“What if I told you that you could just go home?”

Toby almost believes the words… until he remembers it’s a villain speaking them, and he shakes himself. He forces a laugh, but pain stabs through the wound in his side, and he stops laughing with a gasp.

“Do you think I’m stupid?” Toby pants. “Or are you so pathetic that you’re scared to face an injured opponent?”

He expects the evil Lord Hastur to sneer. Instead, he looks at Toby with a grave expression. “I have no desire to fight a child. I’m trying to help you.”

“Ha!” Toby coughs. “How could you possibly help me?”

“By offering you a choice.”

Toby’s retort dies on his tongue.

“A choice is more than you were given in the beginning, is it not?”

Hastur lifts his hand and Toby braces for an attack. Instead, the open space next to the villain shimmers and warps, folding back like curtains to reveal…

Toby almost drops his heavy sword. “That—” He gasps. “That’s my room.”

Hastur nods. “Just as you left it.”

It’s true—lava lamp still glowing next to his unmade bed, pages of his science test strewn over the sheets, unfinished toast sitting on his desk—a striking contrast to the war-scorched world on which he stands now.

Breakfast. How long ago it seems now; how much he has grown and changed over the past few months. Has time not passed since he was last home? Could he really…

No.

Toby pushes the homesickness down. “You can’t trick me!”
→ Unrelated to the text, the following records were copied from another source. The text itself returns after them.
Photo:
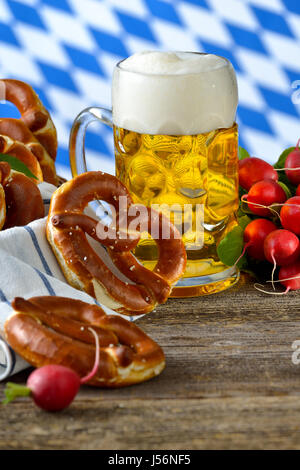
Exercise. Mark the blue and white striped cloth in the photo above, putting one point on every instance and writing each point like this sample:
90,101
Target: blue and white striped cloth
29,268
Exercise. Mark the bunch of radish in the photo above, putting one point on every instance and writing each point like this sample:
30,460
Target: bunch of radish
270,217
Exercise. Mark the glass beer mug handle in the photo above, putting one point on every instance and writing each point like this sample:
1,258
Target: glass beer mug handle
77,136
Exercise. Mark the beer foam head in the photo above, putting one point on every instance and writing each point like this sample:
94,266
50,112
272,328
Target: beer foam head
174,93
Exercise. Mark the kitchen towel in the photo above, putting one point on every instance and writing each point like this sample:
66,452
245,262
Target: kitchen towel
29,268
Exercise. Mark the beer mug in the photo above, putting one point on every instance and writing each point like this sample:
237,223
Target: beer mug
176,149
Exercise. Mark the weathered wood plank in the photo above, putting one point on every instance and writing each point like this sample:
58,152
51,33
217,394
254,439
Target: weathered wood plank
229,383
230,423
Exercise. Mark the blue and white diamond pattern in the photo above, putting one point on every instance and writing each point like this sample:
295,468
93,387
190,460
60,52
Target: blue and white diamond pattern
66,49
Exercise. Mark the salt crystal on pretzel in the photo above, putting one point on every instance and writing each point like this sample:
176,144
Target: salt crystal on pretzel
86,270
53,330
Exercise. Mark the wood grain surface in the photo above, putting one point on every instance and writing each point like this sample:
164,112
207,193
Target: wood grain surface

Wordlessly, Hastur steps through the portal into the room. Picking something off the desk, he turns back and tosses it at Toby’s feet.

Toby recognizes it immediately. It’s Jake’s favorite toy car!

Panic flickers through his chest as Hastur steps from the portal again, half expecting the doorway between worlds to collapse behind him. But why should he care? He can’t accept the offer!

…can he?

“The princess told you only the Fountain could open a doorway to your world.”

Toby tears his gaze from his room and looks at the villain.

“The princess lied.”

Toby kneels and picks up his younger brother’s race car. It’s real, all the way down to the scratches in the paint. His little brother had begged to play with him that morning, but Toby had his test to finish…

He clenches the toy in his fist.

“No! The princess warned me about your deception! She said you’d try to tempt me, and here you are, proving her right!”

Hastur growls, finally sounding the like the monster he is. “And where is your princess now?” he demands. “It was she who taught you to wield that blade, so tell me: why doesn’t she face me herself?”

“I—” Toby falters, then forces himself to stand straighter, despite the pain. “Because I’m the hero! It was prophesied that I—”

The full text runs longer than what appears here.